No one was accusing McCully of accepting a bribe. He was deemed to have offered one.
Hush money, in short, to get a Saudi Arabian businessman to stop using his influence to block a free-trade agreement in return for compensation for losses he incurred as a result of New Zealand suddenly banning live sheep exports more than a decade ago.
McCully could well argue that such a deal was good public policy conducted in the national interest. After all, had not some of his colleagues displayed similar flexibility when circumstances have called for dipping into the public purse?
The precedents included cash on the table when Warner Bros came marching into town demanding not only bigger tax concessions, but law changes as well to keep those uppity trade unionists in their burrows.
All in return for filming The Hobbit in New Zealand.
Had not Bill English handed $30 million to the owners of the Tiwai Point aluminium smelter to keep it running until 2017?
The big differences is that McCully kept his largess secret. There was no publicity.
Had he been upfront, McCully would not be under the hammer now had payments of upwards of $10 million to Saudi businessman Hamood Al Ali Khalaf been made public when the deal was struck back in 2013.
That raises questions about what else has been kept out of the public domain.
McCully has argued the settlement with Al Khalaf was necessary to avoid a claim for damages of up to $30 million. But the minister later admitted the question of damages was not a pre-eminent factor in negotiations,
Despite these inconsistencies, the Saudi sheep saga does not contain enough of the required ingredients to qualify for the title of "scandal."

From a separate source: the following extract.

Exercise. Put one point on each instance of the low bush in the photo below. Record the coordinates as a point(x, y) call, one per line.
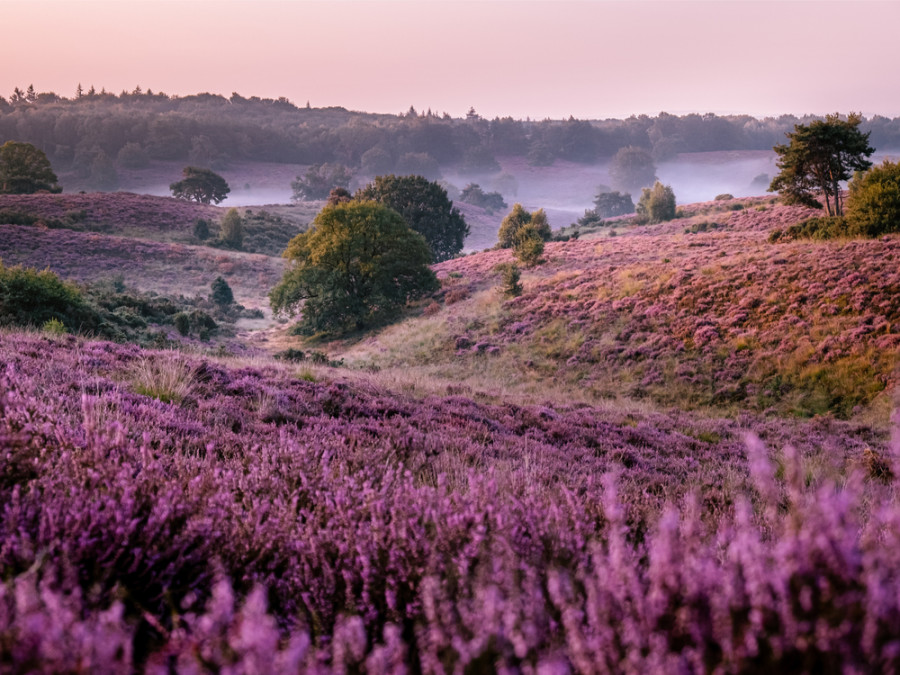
point(821, 227)
point(32, 298)
point(873, 205)
point(510, 275)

Neither is the flow of fresh revelations strong enough to keep this political mess in the headlines for very much longer.

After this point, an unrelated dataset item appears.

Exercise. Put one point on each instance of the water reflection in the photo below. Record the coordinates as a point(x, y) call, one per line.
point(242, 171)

The Opposition has been nibbling at the edges of McCully's credibility. It has not landed the kind of king hit which has National reeling.

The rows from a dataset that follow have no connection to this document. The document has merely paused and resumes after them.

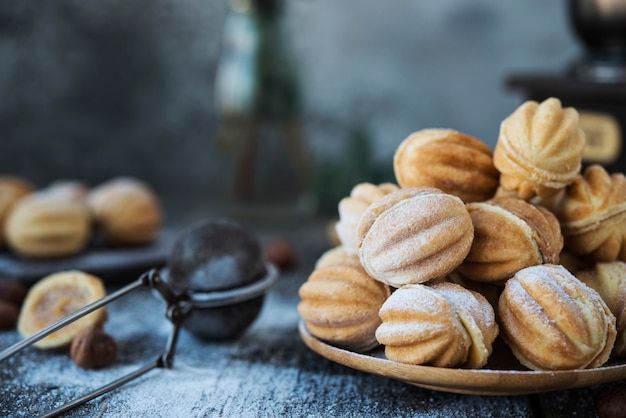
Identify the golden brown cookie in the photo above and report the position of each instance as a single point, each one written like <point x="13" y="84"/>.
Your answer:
<point x="414" y="235"/>
<point x="539" y="149"/>
<point x="43" y="225"/>
<point x="609" y="280"/>
<point x="448" y="160"/>
<point x="442" y="324"/>
<point x="553" y="321"/>
<point x="510" y="234"/>
<point x="56" y="296"/>
<point x="340" y="304"/>
<point x="592" y="214"/>
<point x="352" y="207"/>
<point x="126" y="211"/>
<point x="12" y="188"/>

The affair has lingered longer than expected, however; a bad smell which has disturbed National's otherwise happy post-Budget equilibrium.
Whether the public has taken much notice of the ins and outs and rights or wrongs of the matter - or can even be bothered to do so - is very much a moot point.
The danger for National is that the deal which saw the Government fork out money to foreign interests re-ignites issues where National is in a minority, such as foreign investment and immigration levels.
You would be hard pressed to find as mixture of characters and factors on National's side of the argument more likely to provoke an outbreak of jingoism on the back of anti-foreigner sentiment in turn provoked by having to genuflect to the despots of Saudi Arabia.
You would be hard pressed to find a cast of characters as politically unattractive as those appearing on National's side of the argument.
The list is headed by McCully, someone in whom the public would invest precious little trust. Add to that public prejudice against wealthy Arabs.
Then there is the mind-boggling notion of 900 sheep flying Singapore Airlines to their new home in the heat of the Saudi Arabian desert.
Then there is the icing on this very mixed cake - the redoubtable former National Party president Michelle Boag in her capacity as director of the Middle East Business Council.
Boag mounted a strong defence of McCully on last weekend's Q+A, but will not have changed people's view of him.
McCully is not beyond political redemption. He remains one of National's more effective ministers. But you would not know it.
He has yet to carry the demeanour of wisdom and worldliness that wraps its way around the shoulders of long-serving foreign ministers - yes, even Winston Peters.
Because they spend so much of their time out of the country, long-serving foreign ministers become spectators of domestic politics rather than participants in the heated day-to-day politics. They develop perspective. They may even have the whiff of neutrality about them.
Such a metamorphosis has so far eluded McCully, whose public image remains predominantly that of a back-room "fixer" and the power behind the throne of successive National Party leaders. It is an image that voters find cold and flinty.
With the media relentlessly reinforcing this perception, McCully has fatefully and probably permanently been cast as the symbol of what people do not like about National.
McCully is further handicapped by an apparent blind-spot which, despite his capacity to clear up a political mess which is the fault of others, sees him only making more of a mess - the case with the latest firestorm to strike his portfolio.
McCully is a very hands-on minister who is suddenly very hands-off when there is trouble, such as with the case of the Malaysian diplomat who was allowed to leave New Zealand during an investigation on sex charges.
Then there was the extraordinary revolt by diplomats in the face of a crude restructuring of the Ministry of Foreign Affairs which McCully had instigated but later fled from.
Before that was the equally calamitous mistake to appoint a non-diplomat as the ministry's chief executive.
McCully is currently out of the country working on his No1 priority - ensuring New Zealand's stint on the United Nations Security Council is meaningful and productive.
In his absence, National has gone on the offensive. On Wednesday the Prime Minister taunted Labour with the suggestion that he had Cabinet papers in his possession which would prove to be highly embarrassing for the Opposition party.
Labour is baffled. It can find nothing from its time in government relating to live sheep exports to justify Key's cockiness.
But Key sounded very sure of himself. They cannot both be right. There has to be a loser.